You have to replace the shock adsorber anyway, the chutes could be as well detachable and replaceable with a ready to go packed one, while the spents are sent back for repacking
From my understanding, the type of parachutes necessary for this, and the associated hardware needed for their safe deployment, are quite heavy and complicated.
I think chutes big enough to save a worthwhile amount of landing fuel would make the vehicle too vulnerable to unpredictable lateral translation due to wind and variable aero braking. That would necessitate using more fuel or bigger and heavier control surfaces to correct for lateral motion. It just doesn't work out.
Also the braking burn just above the atmosphere is already a long high thrust burn. They run three engines for quite awhile at a time when the vehicle has more fuel in it than during landing, which is a single engine burn. Extending that three engine burn significantly would require a lot of extra fuel and as we can see from this landing it isn't needed.
I read that for reusable rocket any chutes increased the start mass and the initial drag to the point making the whole setup infeasible.
Witness Russia tries to design such things.
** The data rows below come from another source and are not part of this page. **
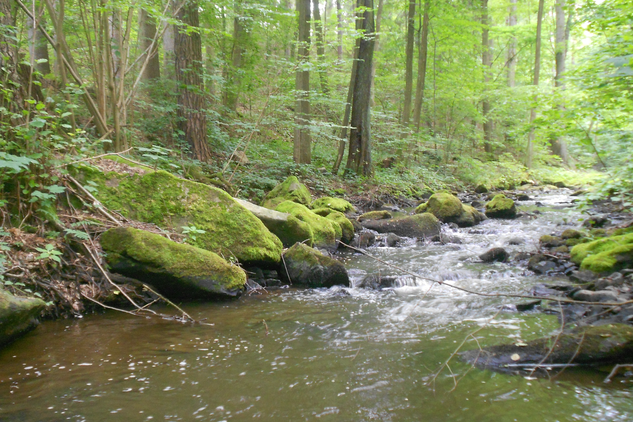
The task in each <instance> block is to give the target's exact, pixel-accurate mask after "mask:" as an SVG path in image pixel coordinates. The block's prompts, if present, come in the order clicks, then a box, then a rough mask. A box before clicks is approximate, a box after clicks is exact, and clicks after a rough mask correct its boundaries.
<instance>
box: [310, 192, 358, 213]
mask: <svg viewBox="0 0 633 422" xmlns="http://www.w3.org/2000/svg"><path fill="white" fill-rule="evenodd" d="M311 207H312V208H313V209H316V208H329V209H331V210H334V211H338V212H342V213H346V212H355V211H356V209H355V208H354V206H353V205H352V204H351V203H350V202H349V201H346V200H345V199H343V198H332V197H330V196H324V197H322V198H319V199H315V200H314V201H313V202H312V205H311Z"/></svg>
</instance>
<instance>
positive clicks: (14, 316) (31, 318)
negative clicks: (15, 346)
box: [0, 289, 46, 345]
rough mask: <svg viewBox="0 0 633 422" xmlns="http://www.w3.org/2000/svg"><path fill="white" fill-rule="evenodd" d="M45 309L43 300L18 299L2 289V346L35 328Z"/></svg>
mask: <svg viewBox="0 0 633 422" xmlns="http://www.w3.org/2000/svg"><path fill="white" fill-rule="evenodd" d="M45 307H46V304H45V303H44V301H43V300H40V299H37V298H25V297H17V296H14V295H12V294H11V293H9V292H7V291H5V290H3V289H0V345H3V344H7V343H9V342H10V341H12V340H14V339H15V338H17V337H19V336H20V335H21V334H24V333H25V332H27V331H29V330H31V329H32V328H34V327H35V326H36V325H37V319H36V318H37V317H38V316H39V314H40V312H42V310H43V309H44V308H45Z"/></svg>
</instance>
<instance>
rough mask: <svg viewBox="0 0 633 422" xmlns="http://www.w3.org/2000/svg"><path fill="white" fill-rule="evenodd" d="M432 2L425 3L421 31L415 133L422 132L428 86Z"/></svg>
mask: <svg viewBox="0 0 633 422" xmlns="http://www.w3.org/2000/svg"><path fill="white" fill-rule="evenodd" d="M430 9H431V0H425V2H424V16H423V17H422V30H421V31H420V45H419V53H418V81H417V85H416V89H415V107H414V109H413V121H414V122H415V132H416V133H419V132H420V127H421V125H422V105H423V104H424V87H425V84H426V64H427V56H428V51H429V11H430Z"/></svg>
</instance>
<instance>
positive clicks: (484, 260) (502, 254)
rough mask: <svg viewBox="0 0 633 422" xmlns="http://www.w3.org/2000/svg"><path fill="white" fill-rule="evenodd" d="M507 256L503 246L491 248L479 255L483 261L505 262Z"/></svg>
mask: <svg viewBox="0 0 633 422" xmlns="http://www.w3.org/2000/svg"><path fill="white" fill-rule="evenodd" d="M508 257H509V255H508V252H507V251H506V250H505V249H503V248H492V249H490V250H488V251H486V252H485V253H483V254H481V255H479V259H481V260H482V261H483V262H506V261H507V260H508Z"/></svg>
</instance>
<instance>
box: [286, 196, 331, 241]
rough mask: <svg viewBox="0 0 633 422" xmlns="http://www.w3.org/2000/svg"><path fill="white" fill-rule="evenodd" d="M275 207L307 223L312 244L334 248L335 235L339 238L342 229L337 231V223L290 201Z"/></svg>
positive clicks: (299, 204)
mask: <svg viewBox="0 0 633 422" xmlns="http://www.w3.org/2000/svg"><path fill="white" fill-rule="evenodd" d="M275 209H276V211H280V212H286V213H288V214H291V215H293V216H294V217H296V218H297V219H299V220H301V221H303V222H304V223H307V224H309V225H310V228H311V229H312V233H313V235H314V237H313V244H314V246H315V247H321V248H327V249H336V239H337V236H338V238H339V239H340V235H339V233H341V234H342V231H341V232H338V233H337V230H336V229H337V228H338V229H339V230H341V228H340V226H339V225H338V224H335V223H334V222H333V221H331V220H329V219H327V218H325V217H321V216H320V215H317V214H315V213H313V212H312V211H310V210H309V209H308V208H307V207H305V206H304V205H301V204H298V203H296V202H292V201H284V202H282V203H281V204H279V205H278V206H277V208H275Z"/></svg>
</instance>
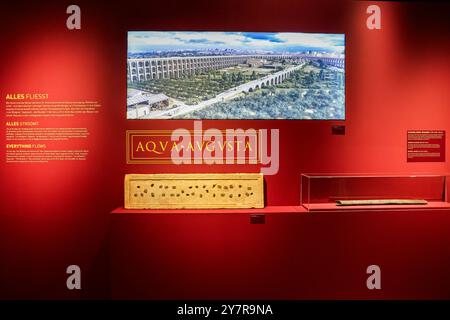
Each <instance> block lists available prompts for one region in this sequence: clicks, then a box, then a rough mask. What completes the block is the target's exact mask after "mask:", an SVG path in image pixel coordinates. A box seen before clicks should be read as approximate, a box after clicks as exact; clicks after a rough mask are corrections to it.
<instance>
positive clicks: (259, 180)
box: [125, 173, 264, 209]
mask: <svg viewBox="0 0 450 320" xmlns="http://www.w3.org/2000/svg"><path fill="white" fill-rule="evenodd" d="M125 208H126V209H222V208H264V179H263V175H262V174H260V173H236V174H228V173H227V174H216V173H199V174H197V173H195V174H127V175H125Z"/></svg>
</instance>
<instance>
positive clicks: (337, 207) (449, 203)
mask: <svg viewBox="0 0 450 320" xmlns="http://www.w3.org/2000/svg"><path fill="white" fill-rule="evenodd" d="M439 209H445V210H449V209H450V203H449V202H442V201H436V202H431V201H430V202H428V203H427V204H425V205H424V204H418V205H412V204H407V205H389V204H384V205H360V206H338V205H336V204H335V203H314V204H309V205H308V206H307V207H305V210H307V211H310V212H311V211H374V210H380V211H387V210H388V211H411V210H439Z"/></svg>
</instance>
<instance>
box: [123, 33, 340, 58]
mask: <svg viewBox="0 0 450 320" xmlns="http://www.w3.org/2000/svg"><path fill="white" fill-rule="evenodd" d="M195 49H197V50H198V49H200V50H207V49H237V50H264V51H274V52H302V51H306V50H313V51H326V52H336V53H344V51H345V36H344V34H324V33H292V32H280V33H275V32H204V31H201V32H190V31H189V32H188V31H182V32H178V31H176V32H174V31H165V32H163V31H149V32H147V31H130V32H128V53H139V52H149V51H166V50H195Z"/></svg>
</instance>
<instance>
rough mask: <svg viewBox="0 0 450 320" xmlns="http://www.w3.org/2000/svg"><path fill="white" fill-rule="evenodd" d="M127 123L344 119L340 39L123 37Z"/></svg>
mask: <svg viewBox="0 0 450 320" xmlns="http://www.w3.org/2000/svg"><path fill="white" fill-rule="evenodd" d="M126 112H127V113H126V114H127V119H305V120H306V119H318V120H344V119H345V35H344V34H321V33H291V32H289V33H276V32H204V31H201V32H187V31H182V32H175V31H170V32H169V31H167V32H161V31H149V32H146V31H133V32H128V57H127V111H126Z"/></svg>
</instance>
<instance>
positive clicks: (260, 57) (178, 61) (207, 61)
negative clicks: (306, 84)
mask: <svg viewBox="0 0 450 320" xmlns="http://www.w3.org/2000/svg"><path fill="white" fill-rule="evenodd" d="M248 59H289V60H293V61H297V62H301V61H305V60H308V59H311V60H313V59H314V60H318V59H321V60H322V61H324V62H325V63H327V64H330V65H334V66H337V67H342V68H343V67H344V59H342V58H319V57H310V56H298V55H297V56H293V55H234V56H232V55H230V56H199V57H170V58H141V59H128V61H127V64H128V66H127V67H128V68H127V78H128V81H129V82H139V81H145V80H151V79H173V78H180V77H183V76H186V75H193V74H195V73H197V72H203V71H208V70H217V69H223V68H227V67H231V66H235V65H238V64H242V63H245V62H246V61H247V60H248Z"/></svg>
Since about 1985 I read articles about adding small wings and chutes to the first stage of various proposed rockets. Nothing came from that so far.
Me too. And we were talking about the slow obscuring of the video and one thought was that it was stuff coming off the rocket covering the lens but a better explanation is that the lens or other material protecting the camera from the outside was melting. If that is the case we'll need sapphire lens covers for future video streams.